The shops, though, wonderful as they are, are less than half the story. The rest is the park upstairs. It’s called the Promenade Plantee. Three miles of the old track bed have been converted into a linear park, a kind of aerial nature walk in the city. The landscaping is a botanist’s dream. You’re never bored. Your path is endlessly varied. Some of the plants ripple in the wind like natural marshland. Others resemble formal parterres. In places, the park spreads out into playing fields and strolling parkland. At other times it narrows to a tight file edged by dark trees. Or it becomes a courtyard where oldsters, sipping their wine, watch kids playing games. Sometimes you walk through a trellised arbor. In one place, there’s a cave-like hideaway. In still another, the park shears its way through a new building, splitting it in half. The designers — Philippe Mathieu and Jacques Vergely — seize every chance to dramatize the anomaly of a linear park that slips through Paris like thread through a needle.
Remind you of anything?
On The High Line 04/23 by nicolaitan
Interesting; I just hope the Highline will be half as successful.

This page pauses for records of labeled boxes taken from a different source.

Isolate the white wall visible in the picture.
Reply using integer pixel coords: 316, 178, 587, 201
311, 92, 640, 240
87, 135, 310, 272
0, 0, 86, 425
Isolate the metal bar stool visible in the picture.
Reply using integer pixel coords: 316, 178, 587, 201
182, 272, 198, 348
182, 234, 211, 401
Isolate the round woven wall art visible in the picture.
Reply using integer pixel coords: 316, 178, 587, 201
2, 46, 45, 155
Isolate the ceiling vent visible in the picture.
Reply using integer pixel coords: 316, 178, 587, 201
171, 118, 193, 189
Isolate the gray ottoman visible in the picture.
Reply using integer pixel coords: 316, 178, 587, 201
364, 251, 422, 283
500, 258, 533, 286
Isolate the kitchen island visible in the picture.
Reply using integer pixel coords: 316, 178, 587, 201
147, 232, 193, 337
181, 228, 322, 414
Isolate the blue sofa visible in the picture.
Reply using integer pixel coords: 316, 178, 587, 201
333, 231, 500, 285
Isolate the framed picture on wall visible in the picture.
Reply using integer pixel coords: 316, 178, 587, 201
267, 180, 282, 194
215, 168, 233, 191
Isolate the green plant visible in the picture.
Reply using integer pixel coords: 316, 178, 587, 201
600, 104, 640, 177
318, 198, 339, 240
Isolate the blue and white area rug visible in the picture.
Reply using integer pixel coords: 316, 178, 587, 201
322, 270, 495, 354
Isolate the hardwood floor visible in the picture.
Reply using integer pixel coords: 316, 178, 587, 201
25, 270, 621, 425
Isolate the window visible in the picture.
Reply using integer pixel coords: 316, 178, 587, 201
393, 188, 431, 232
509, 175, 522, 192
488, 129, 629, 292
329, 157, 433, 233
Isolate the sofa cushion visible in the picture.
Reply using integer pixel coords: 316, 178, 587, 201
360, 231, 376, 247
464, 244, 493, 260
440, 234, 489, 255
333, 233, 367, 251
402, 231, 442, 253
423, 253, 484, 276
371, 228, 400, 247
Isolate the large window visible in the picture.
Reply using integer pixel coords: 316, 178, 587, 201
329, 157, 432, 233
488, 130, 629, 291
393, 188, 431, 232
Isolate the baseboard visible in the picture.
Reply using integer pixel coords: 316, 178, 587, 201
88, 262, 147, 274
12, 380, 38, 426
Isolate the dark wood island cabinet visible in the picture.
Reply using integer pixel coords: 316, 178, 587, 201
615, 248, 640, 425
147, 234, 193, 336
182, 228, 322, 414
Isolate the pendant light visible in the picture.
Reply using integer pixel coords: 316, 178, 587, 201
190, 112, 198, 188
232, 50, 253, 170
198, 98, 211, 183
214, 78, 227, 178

Unfortunately, instead of artists lofts or workshops, I think that the Highline will, besides be a great urban park, foster luxury condos and high end hotels, thus proving to be a great opportunity lost.
Um, take the 4,5,6 to 59th and get off the train. Then head east over to 1st avenue and go north to what I am thinking it the lows 60’s (my memory esacpes me) and you will see the exact same thing…..novel, I know. Only, in this case its still an active roadway on top and infill below. There is also a large infill project in Berlin and at least one in London only, they’re not French….”The Highline” seems to be so.
Has anyone else found the name “High Line” ironic yet?